Let's work with train dataset:

**Confirm if this is a dataframe or not:**

In [5]:
type(trainDF)

pyspark.sql.dataframe.DataFrame

**Show 5 rows.**

In [6]:
trainDF.show(5)

+-----------+--------+------+--------------------+------+----+-----+-----+----------------+-------+-----+--------+
|PassengerId|Survived|Pclass|                Name|   Sex| Age|SibSp|Parch|          Ticket|   Fare|Cabin|Embarked|
+-----------+--------+------+--------------------+------+----+-----+-----+----------------+-------+-----+--------+
|          1|       0|     3|Braund, Mr.
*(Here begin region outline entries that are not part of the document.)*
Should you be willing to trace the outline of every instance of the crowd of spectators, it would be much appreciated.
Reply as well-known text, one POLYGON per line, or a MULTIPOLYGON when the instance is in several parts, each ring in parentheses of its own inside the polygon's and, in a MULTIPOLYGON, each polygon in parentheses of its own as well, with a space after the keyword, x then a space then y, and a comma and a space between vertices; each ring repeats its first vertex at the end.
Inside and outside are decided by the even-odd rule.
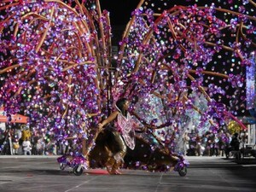
POLYGON ((186 134, 184 154, 188 156, 228 156, 230 151, 243 148, 247 140, 244 132, 232 135, 223 130, 201 136, 194 131, 186 134))
MULTIPOLYGON (((45 135, 31 131, 26 126, 5 131, 0 129, 0 154, 59 155, 70 149, 68 143, 56 143, 45 135)), ((218 133, 207 131, 201 136, 192 130, 186 131, 183 139, 183 153, 188 156, 224 156, 231 150, 242 148, 247 142, 245 133, 231 135, 222 130, 218 133)))

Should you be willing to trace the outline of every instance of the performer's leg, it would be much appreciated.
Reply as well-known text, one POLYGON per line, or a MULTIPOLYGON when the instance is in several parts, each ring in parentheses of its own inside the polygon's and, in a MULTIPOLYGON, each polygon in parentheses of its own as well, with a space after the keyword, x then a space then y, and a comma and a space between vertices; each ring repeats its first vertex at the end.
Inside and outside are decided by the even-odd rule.
POLYGON ((126 145, 118 131, 113 131, 113 136, 114 138, 114 145, 116 148, 116 153, 113 156, 110 157, 107 162, 107 170, 110 174, 120 174, 118 172, 119 166, 124 163, 124 157, 126 154, 126 145))

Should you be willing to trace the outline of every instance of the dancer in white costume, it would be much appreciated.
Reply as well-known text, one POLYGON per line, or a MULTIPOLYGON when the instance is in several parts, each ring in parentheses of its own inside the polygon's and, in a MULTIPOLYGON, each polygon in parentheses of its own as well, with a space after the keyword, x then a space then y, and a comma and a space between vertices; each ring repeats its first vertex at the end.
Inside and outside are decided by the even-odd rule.
POLYGON ((131 149, 134 149, 135 148, 134 123, 128 112, 129 102, 125 98, 119 99, 116 102, 115 108, 116 110, 98 125, 99 129, 102 129, 108 123, 114 123, 114 126, 111 128, 111 131, 113 135, 117 152, 107 162, 106 166, 109 174, 120 174, 118 169, 124 162, 124 157, 126 154, 126 145, 131 149))

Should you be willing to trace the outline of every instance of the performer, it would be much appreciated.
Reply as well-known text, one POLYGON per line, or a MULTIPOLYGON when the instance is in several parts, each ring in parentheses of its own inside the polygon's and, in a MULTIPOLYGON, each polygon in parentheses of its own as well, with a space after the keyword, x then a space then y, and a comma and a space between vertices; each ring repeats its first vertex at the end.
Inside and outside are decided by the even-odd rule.
POLYGON ((131 148, 135 148, 135 130, 131 116, 128 112, 129 102, 125 98, 119 99, 115 104, 114 110, 105 120, 98 125, 101 130, 102 127, 111 122, 113 126, 108 126, 107 129, 113 133, 115 151, 106 163, 107 170, 109 174, 121 174, 118 169, 124 162, 124 157, 126 154, 126 145, 131 148))

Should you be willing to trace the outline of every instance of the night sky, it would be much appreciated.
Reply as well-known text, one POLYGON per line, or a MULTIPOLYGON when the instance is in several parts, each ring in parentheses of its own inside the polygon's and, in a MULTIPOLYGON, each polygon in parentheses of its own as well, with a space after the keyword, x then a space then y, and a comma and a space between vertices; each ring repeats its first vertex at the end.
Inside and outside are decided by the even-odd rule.
POLYGON ((122 26, 126 25, 129 21, 131 12, 136 9, 139 0, 102 0, 100 1, 102 9, 109 12, 112 25, 122 26))

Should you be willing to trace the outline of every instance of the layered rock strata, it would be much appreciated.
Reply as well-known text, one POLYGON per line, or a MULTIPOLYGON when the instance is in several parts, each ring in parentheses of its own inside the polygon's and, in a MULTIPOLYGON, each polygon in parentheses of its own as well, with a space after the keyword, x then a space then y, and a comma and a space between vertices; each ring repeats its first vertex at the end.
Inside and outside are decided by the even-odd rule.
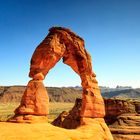
MULTIPOLYGON (((140 138, 140 102, 120 99, 104 99, 105 121, 114 140, 139 140, 140 138)), ((80 111, 82 99, 77 99, 69 112, 63 111, 53 122, 55 126, 75 129, 81 126, 80 111)))
MULTIPOLYGON (((29 82, 15 116, 48 114, 48 96, 42 80, 55 64, 63 59, 81 78, 83 87, 80 116, 85 118, 103 118, 104 101, 100 94, 96 75, 92 71, 91 57, 86 51, 84 40, 62 27, 53 27, 47 37, 35 49, 29 76, 29 82)), ((16 118, 16 117, 15 117, 16 118)))

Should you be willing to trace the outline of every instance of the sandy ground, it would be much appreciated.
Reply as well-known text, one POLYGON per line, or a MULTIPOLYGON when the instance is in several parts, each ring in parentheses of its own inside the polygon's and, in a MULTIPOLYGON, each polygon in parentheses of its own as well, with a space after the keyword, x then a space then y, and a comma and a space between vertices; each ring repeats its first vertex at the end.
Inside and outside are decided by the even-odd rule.
POLYGON ((67 130, 49 123, 0 122, 0 140, 112 140, 103 125, 95 121, 92 126, 67 130))

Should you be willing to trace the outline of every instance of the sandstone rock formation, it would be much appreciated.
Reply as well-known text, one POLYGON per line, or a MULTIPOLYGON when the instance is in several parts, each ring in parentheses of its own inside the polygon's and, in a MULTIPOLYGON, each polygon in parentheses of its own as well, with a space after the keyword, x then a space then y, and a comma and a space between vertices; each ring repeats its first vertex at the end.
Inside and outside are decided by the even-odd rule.
POLYGON ((107 132, 104 131, 104 122, 100 119, 103 120, 94 118, 90 125, 74 130, 62 129, 49 123, 29 125, 0 122, 0 140, 109 140, 107 132))
POLYGON ((29 82, 16 115, 47 115, 48 97, 42 84, 50 69, 62 58, 81 78, 83 94, 81 117, 103 118, 104 101, 100 94, 96 75, 92 71, 91 57, 84 47, 84 40, 69 29, 53 27, 40 43, 31 59, 29 82), (36 84, 35 84, 36 83, 36 84), (39 86, 41 84, 41 89, 39 86), (36 87, 37 86, 37 87, 36 87), (42 92, 40 99, 38 92, 42 92), (36 100, 37 99, 37 100, 36 100), (37 102, 37 103, 36 103, 37 102), (46 104, 45 104, 46 102, 46 104))
MULTIPOLYGON (((140 138, 140 102, 118 99, 104 99, 105 121, 113 134, 114 140, 139 140, 140 138)), ((82 100, 77 99, 69 112, 63 111, 53 122, 55 126, 74 129, 81 125, 80 110, 82 100)))
POLYGON ((10 121, 36 122, 38 116, 42 117, 42 120, 48 114, 48 96, 42 80, 62 58, 63 62, 69 65, 82 81, 82 106, 79 112, 81 118, 80 127, 77 129, 85 132, 87 128, 92 132, 96 126, 97 130, 105 135, 101 139, 112 140, 111 133, 103 119, 104 101, 95 79, 96 75, 92 71, 91 57, 84 47, 84 40, 66 28, 53 27, 49 31, 47 37, 33 53, 29 73, 33 80, 28 83, 21 104, 10 121))

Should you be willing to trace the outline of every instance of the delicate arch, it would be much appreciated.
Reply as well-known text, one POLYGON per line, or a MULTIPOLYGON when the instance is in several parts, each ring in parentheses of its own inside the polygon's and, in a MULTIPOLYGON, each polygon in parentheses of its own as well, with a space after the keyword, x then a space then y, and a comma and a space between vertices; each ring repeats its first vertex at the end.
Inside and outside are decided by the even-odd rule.
POLYGON ((91 57, 85 49, 84 40, 69 29, 53 27, 49 30, 47 37, 33 53, 29 76, 33 79, 38 78, 38 75, 45 77, 61 58, 81 78, 81 116, 103 117, 104 103, 95 79, 96 75, 92 72, 91 57))

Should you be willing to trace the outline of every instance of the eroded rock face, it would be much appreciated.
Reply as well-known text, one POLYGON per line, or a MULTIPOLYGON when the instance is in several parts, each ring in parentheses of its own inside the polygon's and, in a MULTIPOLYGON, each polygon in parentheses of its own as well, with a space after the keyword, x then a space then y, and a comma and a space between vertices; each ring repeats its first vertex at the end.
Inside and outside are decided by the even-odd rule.
POLYGON ((21 99, 15 114, 47 115, 49 113, 49 97, 42 81, 31 80, 21 99))
MULTIPOLYGON (((113 134, 114 140, 138 140, 140 137, 140 102, 118 99, 104 99, 106 116, 105 121, 113 134)), ((67 129, 79 128, 82 124, 90 124, 92 119, 80 117, 82 99, 77 99, 69 112, 62 112, 52 124, 67 129)), ((97 118, 98 119, 98 118, 97 118)), ((101 121, 101 119, 99 119, 101 121)), ((95 121, 93 119, 93 121, 95 121)), ((103 121, 103 120, 102 120, 103 121)), ((104 124, 105 125, 105 124, 104 124)), ((108 129, 105 131, 110 133, 108 129)))
POLYGON ((54 27, 36 48, 29 76, 43 79, 50 69, 63 58, 80 77, 83 87, 82 117, 104 117, 104 101, 100 94, 96 75, 92 71, 91 57, 84 47, 84 40, 69 29, 54 27))
POLYGON ((96 75, 92 70, 91 57, 86 51, 84 40, 69 29, 53 27, 47 37, 35 49, 29 82, 16 115, 47 115, 48 96, 42 80, 50 69, 63 59, 81 78, 83 87, 81 117, 103 118, 104 101, 100 94, 96 75))

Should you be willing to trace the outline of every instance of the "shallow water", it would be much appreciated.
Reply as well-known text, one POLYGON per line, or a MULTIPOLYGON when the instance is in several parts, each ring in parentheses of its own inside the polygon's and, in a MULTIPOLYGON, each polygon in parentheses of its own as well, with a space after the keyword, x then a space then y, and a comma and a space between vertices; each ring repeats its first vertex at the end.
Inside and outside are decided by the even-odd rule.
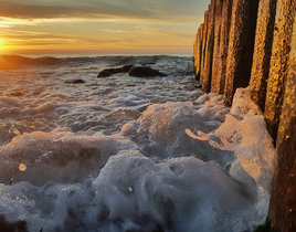
POLYGON ((247 91, 224 107, 197 88, 191 57, 24 63, 0 71, 0 214, 9 222, 229 232, 264 220, 274 148, 247 91), (168 76, 96 77, 127 64, 168 76))

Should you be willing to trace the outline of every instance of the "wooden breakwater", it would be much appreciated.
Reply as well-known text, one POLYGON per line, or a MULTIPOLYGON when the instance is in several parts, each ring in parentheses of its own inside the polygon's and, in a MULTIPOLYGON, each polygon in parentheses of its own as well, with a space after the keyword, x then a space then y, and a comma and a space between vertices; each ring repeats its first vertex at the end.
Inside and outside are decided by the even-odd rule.
MULTIPOLYGON (((296 231, 296 0, 211 0, 193 46, 204 92, 250 86, 276 141, 271 231, 296 231)), ((267 230, 266 230, 267 231, 267 230)))

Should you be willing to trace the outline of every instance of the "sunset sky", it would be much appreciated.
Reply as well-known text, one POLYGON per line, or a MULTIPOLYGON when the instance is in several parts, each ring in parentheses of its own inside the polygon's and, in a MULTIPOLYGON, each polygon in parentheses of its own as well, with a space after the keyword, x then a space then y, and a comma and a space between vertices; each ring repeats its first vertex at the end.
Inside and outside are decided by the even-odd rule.
POLYGON ((210 0, 0 0, 0 54, 191 53, 210 0))

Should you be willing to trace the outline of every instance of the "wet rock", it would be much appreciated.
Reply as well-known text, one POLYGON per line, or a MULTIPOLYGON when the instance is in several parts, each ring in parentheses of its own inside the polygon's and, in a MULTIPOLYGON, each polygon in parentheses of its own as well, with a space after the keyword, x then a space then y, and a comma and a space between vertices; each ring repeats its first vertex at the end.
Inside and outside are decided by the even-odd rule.
POLYGON ((151 67, 146 66, 134 66, 129 72, 128 75, 137 76, 137 77, 155 77, 155 76, 167 76, 166 74, 152 70, 151 67))
POLYGON ((260 1, 250 89, 252 99, 264 112, 271 66, 277 0, 260 1))
POLYGON ((134 65, 129 64, 129 65, 123 66, 121 70, 123 70, 124 73, 128 73, 131 70, 131 67, 134 67, 134 65))
POLYGON ((112 76, 116 73, 123 73, 123 68, 121 67, 117 67, 117 68, 105 68, 102 72, 98 73, 97 77, 108 77, 112 76))
POLYGON ((86 82, 81 78, 65 81, 65 84, 84 84, 84 83, 86 82))
POLYGON ((258 0, 233 0, 224 95, 232 104, 235 89, 250 83, 258 0))
POLYGON ((4 215, 0 215, 0 231, 1 232, 28 232, 27 230, 27 222, 25 221, 19 221, 9 223, 6 221, 4 215))
POLYGON ((273 52, 264 112, 267 130, 275 140, 288 75, 295 4, 295 0, 277 1, 273 52))

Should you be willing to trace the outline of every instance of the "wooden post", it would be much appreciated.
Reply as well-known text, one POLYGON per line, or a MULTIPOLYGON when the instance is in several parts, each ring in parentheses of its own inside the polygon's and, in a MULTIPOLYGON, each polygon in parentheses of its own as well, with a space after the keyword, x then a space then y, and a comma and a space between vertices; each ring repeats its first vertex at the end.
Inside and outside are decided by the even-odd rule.
POLYGON ((207 33, 207 45, 204 53, 204 70, 202 73, 202 91, 211 91, 212 80, 212 62, 213 62, 213 48, 214 48, 214 14, 215 14, 215 1, 212 0, 208 11, 208 33, 207 33))
POLYGON ((223 0, 216 0, 215 2, 215 20, 214 20, 214 49, 213 49, 213 64, 212 64, 212 80, 211 92, 219 94, 221 77, 222 59, 220 53, 220 38, 221 38, 221 21, 222 21, 222 6, 223 0))
POLYGON ((201 44, 202 44, 202 29, 203 23, 200 25, 195 41, 194 41, 194 49, 193 49, 193 56, 194 56, 194 74, 195 80, 200 80, 200 67, 201 67, 201 44))
POLYGON ((224 94, 224 87, 225 87, 232 3, 233 0, 224 0, 222 6, 221 39, 220 39, 221 76, 216 83, 219 85, 218 86, 219 94, 224 94))
POLYGON ((267 130, 275 141, 283 106, 285 84, 288 75, 294 17, 295 0, 278 0, 264 112, 267 130))
POLYGON ((202 30, 202 44, 201 44, 201 63, 200 63, 200 85, 203 83, 203 72, 204 72, 204 56, 207 46, 207 34, 208 34, 208 11, 204 12, 204 23, 202 30))
POLYGON ((262 0, 258 7, 250 89, 252 99, 263 112, 272 57, 276 2, 277 0, 262 0))
MULTIPOLYGON (((283 3, 288 7, 285 9, 295 9, 294 0, 279 1, 279 6, 283 3)), ((279 12, 286 17, 290 15, 290 11, 279 12)), ((289 63, 285 65, 289 73, 276 143, 277 156, 268 210, 272 231, 281 232, 296 231, 296 20, 289 54, 289 63)))
POLYGON ((233 0, 225 80, 226 105, 237 87, 250 83, 258 0, 233 0))

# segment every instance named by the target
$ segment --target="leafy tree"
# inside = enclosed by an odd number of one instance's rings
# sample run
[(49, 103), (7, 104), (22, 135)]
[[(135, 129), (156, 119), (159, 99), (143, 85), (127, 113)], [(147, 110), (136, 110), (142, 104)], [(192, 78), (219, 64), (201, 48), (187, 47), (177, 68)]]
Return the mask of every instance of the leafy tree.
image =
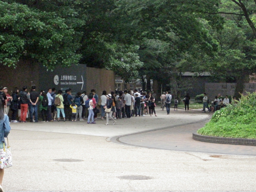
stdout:
[(49, 69), (78, 63), (78, 38), (64, 19), (15, 3), (0, 1), (0, 63), (15, 67), (21, 58), (33, 59)]

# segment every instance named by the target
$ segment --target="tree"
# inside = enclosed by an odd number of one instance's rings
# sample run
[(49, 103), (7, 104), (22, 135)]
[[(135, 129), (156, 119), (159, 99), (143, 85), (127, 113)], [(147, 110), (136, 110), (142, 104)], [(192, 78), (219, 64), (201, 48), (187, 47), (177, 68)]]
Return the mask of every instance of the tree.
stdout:
[(58, 64), (78, 63), (79, 37), (54, 13), (15, 3), (0, 1), (0, 62), (16, 66), (19, 59), (35, 59), (51, 69)]

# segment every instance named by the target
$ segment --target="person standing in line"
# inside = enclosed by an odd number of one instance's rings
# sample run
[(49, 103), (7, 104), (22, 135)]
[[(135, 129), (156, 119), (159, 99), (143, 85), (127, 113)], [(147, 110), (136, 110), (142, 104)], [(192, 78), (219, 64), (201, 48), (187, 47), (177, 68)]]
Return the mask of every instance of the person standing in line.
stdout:
[(210, 111), (210, 108), (208, 105), (208, 99), (207, 96), (206, 96), (206, 93), (204, 93), (204, 98), (203, 99), (203, 111), (204, 113), (205, 113), (205, 108), (207, 108), (208, 111)]
[(228, 96), (227, 95), (226, 95), (225, 96), (225, 98), (224, 98), (224, 99), (223, 99), (223, 104), (224, 104), (224, 105), (227, 105), (228, 104), (229, 104), (229, 99), (228, 98)]
[(84, 99), (83, 99), (83, 98), (81, 97), (81, 95), (82, 93), (81, 92), (78, 92), (74, 99), (74, 102), (77, 106), (76, 108), (76, 119), (77, 119), (78, 117), (79, 117), (79, 120), (80, 121), (84, 121), (82, 118), (83, 107), (81, 105), (81, 104), (83, 103)]
[(40, 91), (39, 102), (40, 103), (39, 111), (41, 111), (42, 119), (43, 119), (42, 122), (45, 122), (45, 121), (47, 121), (47, 110), (48, 110), (48, 103), (49, 101), (47, 96), (45, 94), (44, 91), (43, 90)]
[[(3, 113), (1, 100), (0, 100), (0, 129), (1, 130), (0, 131), (0, 137), (1, 138), (1, 142), (0, 143), (0, 148), (3, 149), (4, 148), (4, 145), (6, 146), (4, 138), (7, 137), (8, 136), (11, 130), (11, 127), (10, 127), (9, 118), (8, 115)], [(3, 157), (2, 157), (2, 155), (5, 155), (5, 154), (3, 153), (1, 154), (1, 155), (0, 155), (0, 158), (1, 159), (4, 158)], [(5, 166), (4, 163), (4, 162), (0, 161), (0, 167), (4, 167), (4, 166)], [(4, 173), (4, 169), (0, 168), (0, 192), (4, 192), (2, 187)]]
[(124, 104), (126, 113), (126, 118), (131, 118), (131, 97), (128, 93), (127, 90), (125, 90), (125, 97), (124, 98)]
[(11, 105), (11, 102), (12, 100), (12, 97), (10, 96), (7, 93), (8, 91), (8, 89), (7, 87), (4, 87), (3, 89), (3, 92), (5, 93), (6, 96), (6, 98), (7, 98), (7, 104), (6, 105), (6, 107), (5, 107), (4, 109), (4, 114), (6, 115), (8, 115), (8, 113), (9, 113), (9, 109), (10, 108), (10, 106)]
[[(177, 97), (175, 97), (175, 99), (174, 99), (174, 111), (178, 111), (178, 103), (179, 101), (178, 101), (178, 99), (177, 99)], [(175, 108), (176, 108), (176, 110), (175, 110)]]
[(188, 111), (189, 109), (189, 100), (190, 100), (190, 96), (189, 93), (187, 93), (186, 95), (184, 98), (183, 102), (185, 104), (185, 111), (186, 111), (186, 107), (188, 108)]
[(52, 102), (53, 98), (51, 95), (52, 93), (52, 89), (48, 89), (48, 93), (46, 94), (48, 99), (48, 108), (47, 111), (47, 121), (53, 122), (53, 120), (52, 118)]
[(12, 101), (11, 105), (11, 110), (12, 111), (12, 114), (11, 122), (17, 122), (16, 118), (18, 114), (18, 105), (19, 102), (19, 89), (15, 87), (12, 94)]
[(91, 90), (91, 93), (93, 93), (93, 98), (95, 99), (95, 101), (96, 102), (96, 105), (94, 105), (93, 106), (94, 106), (94, 108), (93, 108), (93, 113), (94, 113), (94, 119), (97, 119), (97, 104), (99, 102), (99, 96), (98, 95), (96, 94), (96, 92), (95, 90), (94, 89), (92, 89)]
[[(171, 91), (169, 91), (171, 93)], [(172, 100), (172, 95), (169, 94), (168, 91), (166, 92), (166, 99), (165, 102), (166, 103), (166, 111), (167, 112), (167, 115), (170, 114), (170, 108), (171, 105), (171, 100)]]
[(87, 109), (85, 107), (85, 102), (88, 99), (88, 97), (86, 95), (86, 91), (83, 91), (81, 95), (81, 97), (83, 98), (84, 103), (82, 104), (82, 108), (83, 110), (82, 111), (82, 118), (84, 120), (85, 119), (85, 117), (87, 117)]
[(161, 99), (161, 108), (162, 108), (162, 111), (163, 111), (164, 109), (164, 101), (166, 99), (165, 92), (163, 92), (163, 94), (160, 96), (160, 99)]
[[(88, 108), (89, 115), (88, 116), (88, 119), (87, 120), (87, 124), (95, 124), (96, 123), (96, 122), (94, 121), (94, 119), (93, 119), (93, 117), (94, 116), (94, 114), (93, 113), (93, 94), (91, 93), (88, 96), (88, 100), (89, 101), (89, 108)], [(90, 120), (91, 120), (91, 122), (90, 122)]]
[[(129, 94), (130, 95), (130, 94)], [(131, 96), (131, 95), (130, 95)], [(113, 124), (112, 125), (115, 125), (116, 122), (115, 121), (114, 118), (112, 116), (112, 113), (113, 111), (112, 111), (112, 104), (113, 103), (113, 99), (112, 98), (112, 96), (111, 94), (109, 94), (108, 95), (107, 95), (107, 96), (108, 97), (108, 99), (107, 100), (107, 106), (105, 107), (105, 109), (111, 109), (110, 112), (106, 112), (106, 116), (107, 119), (107, 123), (105, 125), (108, 125), (108, 119), (110, 118), (111, 120), (113, 121)]]
[(55, 106), (55, 97), (56, 96), (56, 89), (54, 87), (52, 89), (52, 93), (51, 96), (53, 98), (52, 101), (52, 108), (51, 108), (51, 115), (52, 119), (53, 119), (54, 121), (56, 121), (56, 117), (57, 117), (57, 109)]
[(38, 102), (39, 99), (39, 93), (35, 91), (36, 87), (33, 85), (31, 87), (32, 90), (30, 93), (29, 116), (30, 122), (33, 122), (33, 113), (35, 112), (35, 122), (38, 122)]
[(29, 104), (30, 98), (29, 93), (27, 93), (27, 86), (23, 86), (22, 90), (20, 93), (20, 121), (21, 122), (26, 122), (26, 118), (28, 112)]
[(76, 121), (76, 108), (77, 107), (77, 106), (75, 104), (75, 103), (73, 103), (70, 105), (70, 107), (72, 110), (72, 121)]
[(0, 86), (0, 100), (2, 101), (3, 111), (4, 112), (4, 109), (7, 106), (7, 97), (3, 92), (3, 87)]
[(107, 105), (107, 91), (104, 90), (102, 91), (102, 95), (100, 96), (101, 103), (100, 103), (100, 108), (101, 110), (102, 120), (104, 120), (105, 116), (105, 109), (104, 107)]
[(146, 99), (146, 93), (143, 92), (142, 93), (142, 95), (140, 96), (141, 100), (140, 102), (140, 109), (142, 116), (145, 116), (144, 111), (145, 108), (145, 100)]
[[(63, 102), (64, 99), (63, 99), (63, 96), (62, 96), (62, 91), (61, 90), (59, 90), (58, 91), (58, 95), (55, 96), (55, 99), (56, 99), (57, 98), (58, 98), (61, 100), (61, 105), (56, 106), (57, 108), (57, 118), (58, 119), (58, 121), (60, 121), (60, 112), (61, 112), (62, 116), (63, 117), (63, 121), (66, 121), (66, 118), (65, 116), (65, 113), (64, 113), (64, 105), (63, 105)], [(56, 102), (57, 100), (56, 100)]]
[(72, 110), (70, 107), (70, 105), (72, 104), (73, 102), (73, 97), (71, 95), (71, 90), (70, 89), (67, 89), (65, 91), (65, 93), (63, 95), (63, 99), (64, 102), (64, 112), (66, 115), (66, 119), (68, 117), (69, 121), (71, 121), (71, 114)]
[(135, 100), (134, 103), (135, 116), (137, 116), (138, 115), (139, 115), (139, 116), (140, 116), (140, 101), (141, 101), (141, 98), (140, 98), (140, 96), (139, 96), (137, 93), (135, 93), (134, 100)]

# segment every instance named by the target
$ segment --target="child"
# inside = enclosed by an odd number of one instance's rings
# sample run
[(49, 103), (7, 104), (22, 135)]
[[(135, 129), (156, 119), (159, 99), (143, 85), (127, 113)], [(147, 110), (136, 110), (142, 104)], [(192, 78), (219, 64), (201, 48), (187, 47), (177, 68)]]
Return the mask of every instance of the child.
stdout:
[[(93, 119), (94, 116), (94, 113), (93, 113), (93, 95), (91, 93), (90, 93), (88, 96), (88, 100), (89, 102), (89, 108), (88, 108), (88, 111), (89, 112), (89, 115), (88, 116), (88, 119), (87, 120), (87, 124), (95, 124), (96, 123)], [(91, 119), (91, 122), (90, 122), (90, 119)]]
[(118, 97), (116, 101), (116, 119), (122, 119), (122, 108), (124, 104), (122, 101), (122, 97)]
[(76, 108), (77, 107), (77, 106), (75, 103), (73, 103), (70, 105), (70, 107), (72, 109), (72, 114), (71, 115), (72, 121), (76, 121)]
[[(174, 111), (178, 111), (178, 99), (177, 99), (177, 97), (175, 97), (175, 99), (174, 99)], [(175, 110), (175, 108), (177, 110)]]

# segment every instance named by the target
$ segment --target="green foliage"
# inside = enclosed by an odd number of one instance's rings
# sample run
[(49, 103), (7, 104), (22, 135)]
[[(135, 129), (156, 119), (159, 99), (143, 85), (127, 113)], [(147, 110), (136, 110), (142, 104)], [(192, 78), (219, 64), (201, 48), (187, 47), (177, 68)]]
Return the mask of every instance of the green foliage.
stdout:
[(197, 95), (195, 96), (195, 99), (197, 101), (200, 101), (203, 102), (203, 99), (204, 99), (204, 94), (201, 94), (201, 95)]
[(54, 13), (0, 1), (0, 62), (15, 67), (20, 58), (34, 59), (49, 69), (77, 64), (73, 29)]
[(216, 111), (210, 122), (198, 132), (224, 137), (256, 139), (256, 93), (242, 95)]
Owen ...|  male|22.0|    1|    0|       A/5 21171|   7.25| null|       S|
|          2|       1|     1|Cumings, Mrs. Joh...|female|38.0|    1|    0|        PC 17599|71.2833|  C85|       C|
|          3|       1|     3|Heikkinen, Miss. ...|female|26.0|    0|    0|STON/O2. 3101282|  7.925| null|       S|
|          4|       1|     1|Futrelle, Mrs. Ja...|female|35.0|    1|    0|          113803|   53.1| C123|       S|
|          5|       0|     3|Allen, Mr. Willia...|  male|35.0|    0|    0|          373450|   8.05| null|       S|
+-----------+--------+------+--------------------+------+----+-----+-----+------

**Display schema for the dataset:**

In [7]:
trainDF.printSchema()

root
 |-- PassengerId: integer (nullable = true)
 |-- Survived: integer (nullable = true)
 |-- Pclass: integer (nullable = true)
 |-- Name: string (nullable = true)
 |-- Sex: string (nullable = true)
 |-- Age: double (nullable = true)
 |-- SibSp: integer (nullable = true)
 |-- Parch: integer (nullable = true)
 |-- Ticket: string (nullable = true)
 |-- Fare: double (nullable = true)
 |-- Cabin: string (nullable = true)
 |-- Embarked: string (nullable = true)



**Statistical summary:**

In [8]:
trainDF.describe().show()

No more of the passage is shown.